South Korea just dropped what might be the largest coordinated tech investment package in any single country’s history. The government unveiled plans to mobilize at least 1,350 trillion won, roughly $880 billion, from the private sector into semiconductor manufacturing and AI data centers over the next decade.
To put that number in perspective, $880 billion is more than the entire GDP of Switzerland. And it’s being directed at two things: making chips and building the facilities that run AI on them.
Who’s writing the checks
The bulk of the commitment comes from Samsung Group, which plans to invest approximately 1,000 trillion won ($648 billion) domestically. That figure covers not just chip fabrication but also AI data centers, next-generation battery technology, and display manufacturing. Samsung alone accounts for roughly 74% of the total investment package.
SK Group, parent company of memory chip powerhouse SK Hynix, fills much of the remaining gap. Both Samsung and SK Hynix plan to build two new chip fabrication sites each in South Korea’s southwest Honam and Gwangju region.
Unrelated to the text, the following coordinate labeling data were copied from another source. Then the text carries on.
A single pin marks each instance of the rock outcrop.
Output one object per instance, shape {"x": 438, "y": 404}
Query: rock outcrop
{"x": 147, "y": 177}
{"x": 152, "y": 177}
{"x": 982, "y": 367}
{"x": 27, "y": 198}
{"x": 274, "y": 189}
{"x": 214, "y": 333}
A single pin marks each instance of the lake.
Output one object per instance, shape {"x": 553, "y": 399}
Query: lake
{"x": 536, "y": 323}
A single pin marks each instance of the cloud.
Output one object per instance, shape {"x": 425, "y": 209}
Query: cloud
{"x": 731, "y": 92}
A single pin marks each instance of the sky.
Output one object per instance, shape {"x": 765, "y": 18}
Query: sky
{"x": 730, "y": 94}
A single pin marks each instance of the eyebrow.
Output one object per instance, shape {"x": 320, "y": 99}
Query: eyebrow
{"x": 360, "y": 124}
That geographic choice is deliberate, aiming to spread economic development beyond the Seoul metropolitan area that has historically captured the lion’s share of tech investment.
President Lee Jae Myung presided over the announcement event around June 29, framing the initiative as essential to national competitiveness in an era increasingly shaped by artificial intelligence.
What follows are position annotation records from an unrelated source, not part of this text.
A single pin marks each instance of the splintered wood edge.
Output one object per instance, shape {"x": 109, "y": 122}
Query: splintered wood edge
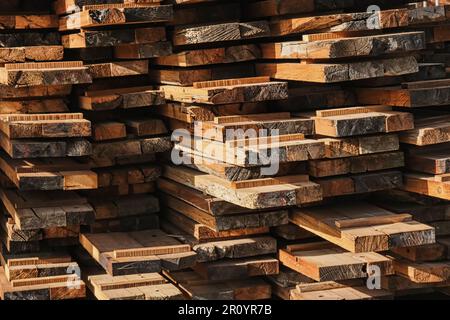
{"x": 45, "y": 280}
{"x": 144, "y": 252}
{"x": 269, "y": 182}
{"x": 264, "y": 140}
{"x": 353, "y": 110}
{"x": 41, "y": 117}
{"x": 154, "y": 3}
{"x": 372, "y": 221}
{"x": 44, "y": 65}
{"x": 252, "y": 117}
{"x": 230, "y": 82}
Timelines are accelerating, not slowing
One of the more notable details buried in the announcement is a shift in project timelines. Many of the semiconductor projects originally slated for completion in the 2040s have been pulled forward to the mid-2030s. The reason is straightforward: AI-driven demand for advanced memory solutions is growing faster than anyone projected even a few years ago.
South Korea already holds a dominant position in global memory chip production. Samsung and SK Hynix together control the vast majority of the world’s DRAM and NAND flash memory markets. The new investment package is designed to ensure that dominance extends into the AI era, where high-bandwidth memory (HBM) chips have become the critical bottleneck for training and running large AI models.
SK Hynix, in particular, has emerged as the primary supplier of HBM chips to Nvidia. Its new fabrication plants in South Korea’s southwest would expand production capacity precisely when global demand for these chips shows no signs of plateauing.
The geopolitical chess match
South Korea’s $880 billion figure dwarfs most individual national efforts, though it’s important to note this is predominantly private capital being coordinated rather than direct government spending. The government’s role is more orchestrator than funder, creating regulatory frameworks, infrastructure support, and regional development incentives that make it attractive for Samsung and SK to deploy capital domestically rather than abroad.
What this means for investors
Samsung and SK Hynix sit at the center of this expansion. Their suppliers, from equipment manufacturers to materials companies, stand to benefit from order books that just got significantly larger. The accelerated timelines from the 2040s to the mid-2030s mean revenue recognition for these supply chain players arrives sooner than previously modeled.
The risk to watch is execution. A decade-long, $880 billion investment plan will inevitably face challenges: construction delays, shifts in memory chip demand cycles, potential overcapacity if multiple countries successfully expand production simultaneously.